The following obituary is spoken by a minister who did not know Barabbas personally, and only gathered the information from close sources.
It is on this cold, gloomy day that we celebrate the life of a man whose life was unbeknownst to most of us. However if you listen intently, let me share with you the story that is Barabbas; the life of a man who found dignity within reconciliation and resurrection.
Described by his confidants as a "man whom never used names", this hulking, hairy man would refer to his acquaintances as "hare-lipped girl", "blind man", and "fat woman"; a rare display of affection toward some of the only people that accepted him for who he was.
Perhaps, it can all be traced back to a loveless childhood. A childhood devoid of respect, acceptance, and kindness. A childhood in which his parents neglected to show him the love he needed to become a well-rounded adult. Instead, he was forced to grow up not knowing how to treat others. He grew up on the instinct of survival of the fittest - eat or be eaten - rather than on morals.
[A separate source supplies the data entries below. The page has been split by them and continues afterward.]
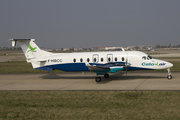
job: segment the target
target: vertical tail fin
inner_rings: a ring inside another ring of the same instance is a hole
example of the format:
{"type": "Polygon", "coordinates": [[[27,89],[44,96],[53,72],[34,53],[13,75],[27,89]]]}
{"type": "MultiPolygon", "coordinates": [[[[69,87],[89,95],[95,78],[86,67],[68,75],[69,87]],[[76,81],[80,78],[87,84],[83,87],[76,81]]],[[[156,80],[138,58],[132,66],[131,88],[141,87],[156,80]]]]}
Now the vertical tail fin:
{"type": "Polygon", "coordinates": [[[12,41],[12,46],[16,46],[17,41],[19,42],[27,62],[30,62],[31,59],[38,60],[52,55],[50,52],[41,50],[34,42],[35,39],[10,39],[9,41],[12,41]]]}
{"type": "Polygon", "coordinates": [[[16,42],[19,42],[27,61],[45,56],[41,49],[34,43],[35,39],[10,39],[10,41],[12,41],[12,46],[16,46],[16,42]]]}
{"type": "Polygon", "coordinates": [[[46,62],[46,57],[53,55],[53,53],[46,52],[41,50],[36,44],[35,39],[10,39],[12,41],[12,46],[16,46],[16,43],[19,42],[26,61],[30,62],[35,69],[51,71],[52,68],[44,67],[46,62]]]}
Regardless of his past endeavors, Barabbas" was to come face to face with fate on the day our Lord was condemned to death. While Jesus was sentenced to die by crucifixion in place of Barabbas, a proven criminal in the eyes of the law, Barabbas was given a second chance at life and a chance to change his ways.
After witnessing the crucifixion, friends noticed that the change in Barabbas was almost instant. They couldn't pin point what made him different, but there was something about him that seemed almost Sagittarius in nature; like he was searching for something.
Barabbas had been resurrected and with doubts in mind, he set out to find life anew, however still rebelling against the feelings he had inside. It wasn't until a tragic misunderstanding that Barabbas met his ill-fated doom. On his day of judgment, he came upon the city of Rome, unknowingly burning down the city in rage with the others, but to him, an act of reconciliation.